AI Case Study

Pfizer identifies new potential cancer treatments using IBM Watson

Pfizer has implemented IBM Watson to aid with cancer treatment research after it identified a treatment combination that the research team was also investigating separately. The platform is now being used for immune-oncology drug discovery research as a way to accelerate the process.



Pharmaceuticals And Biotech

Project Overview

From Forbes: "Pfizer decided to collaborate with Watson after a potential treatment target emerged during a pilot program in the last year and a half. Pfizer was working on two products 'outside of cancer' and fed information about that research into Watson, which later suggested a 'very strong combination outcome' as a possible cancer treatment. Meanwhile, Pfizer’s own drug research team suggested a similar combination, giving the drug maker’s research team confidence it was headed in the right direction. By partnering with IBM’s Watson for Drug Discovery, Pfizer hopes to more quickly analyze and test hypotheses from “massive volumes of disparate data sources” that include more than 30 million sources of laboratory and data reports as well as medical literature. Watson will also be able to combine such a massive database with Pfizer’s own proprietary research information."

Reported Results

Validation of research team's own findings, but no specific details given about the drug or its development timeline.
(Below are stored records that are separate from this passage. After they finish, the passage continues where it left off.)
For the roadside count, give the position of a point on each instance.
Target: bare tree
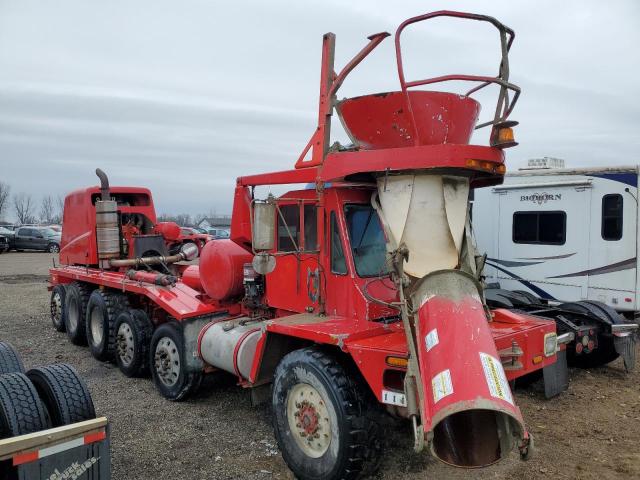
(4, 197)
(47, 210)
(24, 208)
(60, 209)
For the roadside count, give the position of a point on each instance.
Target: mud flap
(626, 348)
(556, 376)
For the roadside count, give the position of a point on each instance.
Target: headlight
(550, 344)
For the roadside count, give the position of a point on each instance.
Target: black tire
(10, 361)
(354, 442)
(606, 351)
(63, 393)
(102, 310)
(21, 411)
(76, 300)
(172, 379)
(133, 331)
(58, 294)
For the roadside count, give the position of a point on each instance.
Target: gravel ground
(591, 431)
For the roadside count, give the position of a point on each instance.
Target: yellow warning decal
(496, 379)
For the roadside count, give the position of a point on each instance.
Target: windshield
(367, 240)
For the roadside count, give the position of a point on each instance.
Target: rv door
(543, 238)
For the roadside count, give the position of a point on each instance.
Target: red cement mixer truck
(357, 295)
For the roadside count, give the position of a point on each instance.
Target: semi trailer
(562, 243)
(356, 295)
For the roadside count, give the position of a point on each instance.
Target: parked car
(218, 233)
(36, 238)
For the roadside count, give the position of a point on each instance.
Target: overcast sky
(184, 96)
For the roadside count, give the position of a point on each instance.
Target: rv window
(612, 217)
(338, 263)
(546, 228)
(310, 228)
(288, 230)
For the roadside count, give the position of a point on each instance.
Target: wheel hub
(309, 420)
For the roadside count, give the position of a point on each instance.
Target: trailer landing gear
(102, 310)
(133, 336)
(168, 366)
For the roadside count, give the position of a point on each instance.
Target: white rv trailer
(563, 234)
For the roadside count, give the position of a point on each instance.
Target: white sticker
(496, 379)
(431, 339)
(441, 385)
(394, 398)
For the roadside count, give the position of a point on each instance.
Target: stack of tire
(41, 398)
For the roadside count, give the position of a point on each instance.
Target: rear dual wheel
(102, 310)
(133, 331)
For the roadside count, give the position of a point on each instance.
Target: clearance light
(397, 362)
(502, 135)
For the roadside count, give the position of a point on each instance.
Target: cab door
(294, 284)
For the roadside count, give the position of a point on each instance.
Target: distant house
(220, 221)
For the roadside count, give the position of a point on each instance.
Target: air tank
(221, 269)
(230, 345)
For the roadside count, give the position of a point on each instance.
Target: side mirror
(263, 225)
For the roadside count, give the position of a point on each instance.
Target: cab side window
(338, 263)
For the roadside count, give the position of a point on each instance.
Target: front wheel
(323, 421)
(133, 334)
(58, 295)
(168, 365)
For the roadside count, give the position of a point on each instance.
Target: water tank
(221, 268)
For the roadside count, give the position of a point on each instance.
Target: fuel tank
(468, 406)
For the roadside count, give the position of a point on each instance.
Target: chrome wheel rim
(309, 420)
(167, 361)
(96, 326)
(125, 344)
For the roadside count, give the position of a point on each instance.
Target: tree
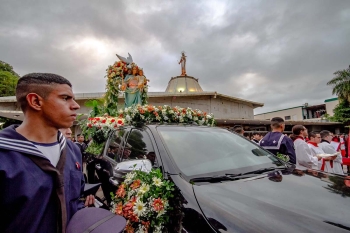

The general process for IBM Watson applications in pharmaceutical research, according to the article in Clinical Therapies, is the following: "Once relevant datasets are collected and Watson has been provided with dictionaries that enable it to recognize terms, a set of annotators is applied to the data... In addition to extracting individual entities such as genes, Watson’s annotators identify the relationships among genes, drugs, and diseases. These annotators typically learn from patterns in the text where they occur and then extrapolate more generally for a given type of entity... Deep natural language-processing and machine- learning techniques were developed so that Watson could teach itself about these concepts and comprehend the subject at a more meaningful level."


R And D

Product Development


As the Clinical Therapies research article points out, one of the challeges of pharmaceutical research is that the "volume of published science grows at a rate of $9% annually, doubling the volume of science output nearly every 9 years. The ability to absorb only a fraction of available information results in many lost opportunities to further research. Drug discovery depends on identifying novel and effective targeting strategies that produce better clinical outcomes for patients. Harnessing volumes of information about how disease processes originate and progress and how drugs affect animals and humans could yield novel treatment strategies."



IBM Watson is intended to go through "more than 30 million sources of laboratory and data reports as well as medical literature" according to Forbes. According to the research article, the way in which this works is that "hundreds of external, public, licensed, and private sources of content that may contain relevant data are aggregated. In the case of Watson, IBM aggregates these data into a single repository called the Watson corpus. A unique Watson corpus is established for each domain to which Watson is applied."